Sin embargo, os confieso que nunca he sentido que Jesús se enfadase conmigo. He hecho muchas cosas mal, he cometido muchos pecados. Pero, incluso después de haber pecado, he sentido que Jesús me sonreía; era una sonrisa dolorida, mi pecado le había ofendido, pero había mucha ternura en su mirada. No sé lo que es la ira de Dios.

Con los hombres no sucede igual.

Vino Juan el Bautista, que ni come pan ni bebe vino, y decís: «Tiene un demonio»; vino el Hijo del hombre, que come y bebe, y decís: «Mirad qué hombre más comilón y borracho, amigo de publicanos y pecadores».

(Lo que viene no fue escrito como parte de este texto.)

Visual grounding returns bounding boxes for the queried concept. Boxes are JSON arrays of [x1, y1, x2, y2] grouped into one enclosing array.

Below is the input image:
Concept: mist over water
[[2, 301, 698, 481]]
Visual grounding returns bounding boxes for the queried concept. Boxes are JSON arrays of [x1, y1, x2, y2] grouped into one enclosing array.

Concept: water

Hagas lo que hagas, siempre habrá quien te critique o se enfade contigo. Por eso decidí hace tiempo no buscar más sonrisa que la de Cristo.

(TOI24X)

Bienaventurados los que lloran

¿Qué te dice Dios cuando te ve llorar? Los amigos piadosos y bienintencionados te dicen: «Ten paciencia», «ofrécelo», «reza mucho»… No desprecio esos consejos. Son realmente buenos y aprovechables. Pero ¿qué te dice Dios?

No llores. Eso le dice Dios encarnado a la viuda que ha perdido a su hijo único. Es verdad que esas dos palabras sólo las puede decir Él. Porque de nada sirve que un amigo te diga «no llores». Pero si te lo dice Dios…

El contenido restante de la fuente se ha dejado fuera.